Nein, diese junge Frau mit dem offenen Gesichtsausdruck, der sich als Aufforderung deuten ließ: »Ich habe auf Sie gewartet, setzen Sie sich doch bitte!«, deren funkelnder Blick jedoch eine böse, unerbittliche Härte verriet – ein Funkeln, das meines Erachtens ständig in diesem Blick lauerte, seit jeher und in alle Ewigkeit –, diese junge Frau war nicht Clara Nomen, sie war jemand anders.
    Es fehlte nicht viel, dass der Speichelfaden der Ungläubigkeit meine Lippen in tosenden Strömen überschwemmt hätte.
    Das war nicht Clara Nomen!
    Aber wer dann? Wer war diese Person und wo war Clara? Was ging hier vor, was war hier vorgegangen, welche wogende Verkettung von Ursache und Folge hatte Irène (denn das war ihr Name) ans Ufer der Oper gespült?
    Ich setzte mich ihr gegenüber auf einen zu harten Sitz (und neben einen kleinen Blumenkasten zu meiner rechten, in dem sich rote Nelkenköpfe an ihren Stängeln zu mir hinüberbeugten, wohl in der Absicht, das trübe Grau-in-Grau dieses späten Nachmittags zu übertrumpfen), ich setzte mich und unterbreitete ihr mit tonloser und zugleich erregter Stimme meine drei eben formulierten Fragen.
    Sie wusste weder, wer Clara war, noch, wo sie sich befand, ihren Namen hatte sie noch nie gehört.

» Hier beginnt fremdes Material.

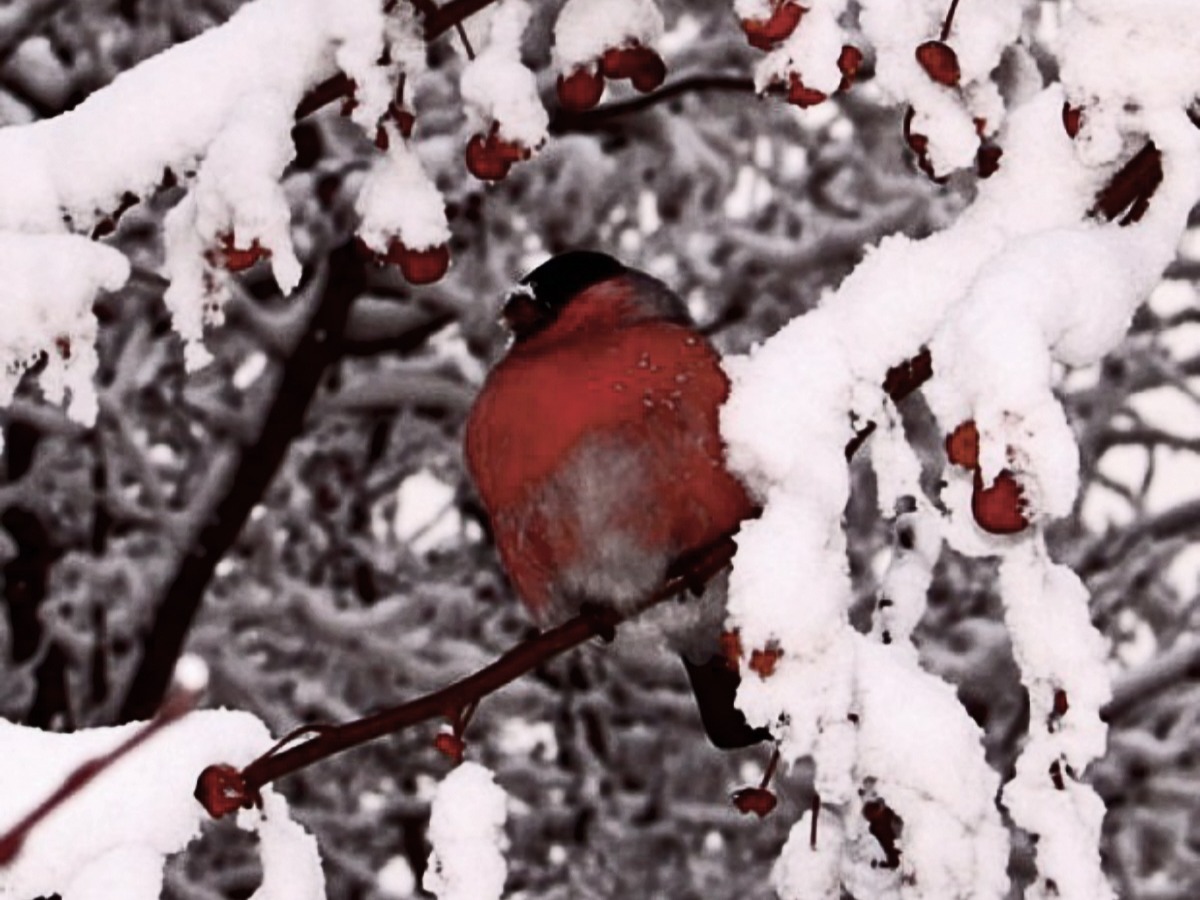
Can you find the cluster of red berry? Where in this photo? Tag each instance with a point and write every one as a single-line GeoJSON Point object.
{"type": "Point", "coordinates": [999, 509]}
{"type": "Point", "coordinates": [941, 64]}
{"type": "Point", "coordinates": [767, 34]}
{"type": "Point", "coordinates": [582, 88]}
{"type": "Point", "coordinates": [490, 156]}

    Als sie ihre blonde Perücke abnahm, kam darunter ihr kurzes, dichtes, kastanienbraunes Haar zum Vorschein. Das war ihre üblicheFrisur, sie hatte sich die Haare nicht etwa abgeschnitten, damit die Perücke besser passte, teilte sie mir mit (als würde sich dieses Gesprächsthema aufdrängen).
    Sie verstaute die Perücke in ihrer Leinentasche.

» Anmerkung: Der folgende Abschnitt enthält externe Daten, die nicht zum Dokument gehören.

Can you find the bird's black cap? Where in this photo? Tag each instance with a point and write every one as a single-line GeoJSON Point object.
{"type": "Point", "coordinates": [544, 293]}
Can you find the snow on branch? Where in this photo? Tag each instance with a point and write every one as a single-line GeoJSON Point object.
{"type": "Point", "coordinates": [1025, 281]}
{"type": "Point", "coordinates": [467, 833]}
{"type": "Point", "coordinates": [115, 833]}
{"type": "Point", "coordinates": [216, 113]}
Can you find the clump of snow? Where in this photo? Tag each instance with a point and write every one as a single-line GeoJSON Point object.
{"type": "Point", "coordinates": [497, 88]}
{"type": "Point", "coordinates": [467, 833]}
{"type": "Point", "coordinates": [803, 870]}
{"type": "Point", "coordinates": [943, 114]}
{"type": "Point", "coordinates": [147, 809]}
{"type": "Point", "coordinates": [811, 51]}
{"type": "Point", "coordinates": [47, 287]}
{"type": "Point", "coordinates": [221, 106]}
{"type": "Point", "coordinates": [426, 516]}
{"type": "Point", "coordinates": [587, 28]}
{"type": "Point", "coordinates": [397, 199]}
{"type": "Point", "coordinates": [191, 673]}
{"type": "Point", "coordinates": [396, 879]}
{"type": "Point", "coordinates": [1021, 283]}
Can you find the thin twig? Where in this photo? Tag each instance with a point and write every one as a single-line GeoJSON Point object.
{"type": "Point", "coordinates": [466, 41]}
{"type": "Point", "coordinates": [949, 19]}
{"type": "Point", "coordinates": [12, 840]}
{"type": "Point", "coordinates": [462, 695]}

    Irène hieß sie, Irène Maggie, Irène Maggie Perking. Sie war in naiver Weise stolz auf ihren zweiten Vornamen und ihren englischen, oder eher amerikanischen, Namen. Ihr Vater, ein amerikanischer Berufssoldat, hatte ihre Mutter im sechsten Schwangerschaftsmonat verlassen. Darauf hin hatte er sich nie wieder bei ihr gemeldet. Die Mutter, die ihr Melodram hartnäckig weiterspann, verlor bei der Geburt das Leben. Niemand, der eng genug verwandt war, um Maggie aufzunehmen. Waisenhaus. Die Jahre im Waisenhaus, o weh o weh o weh.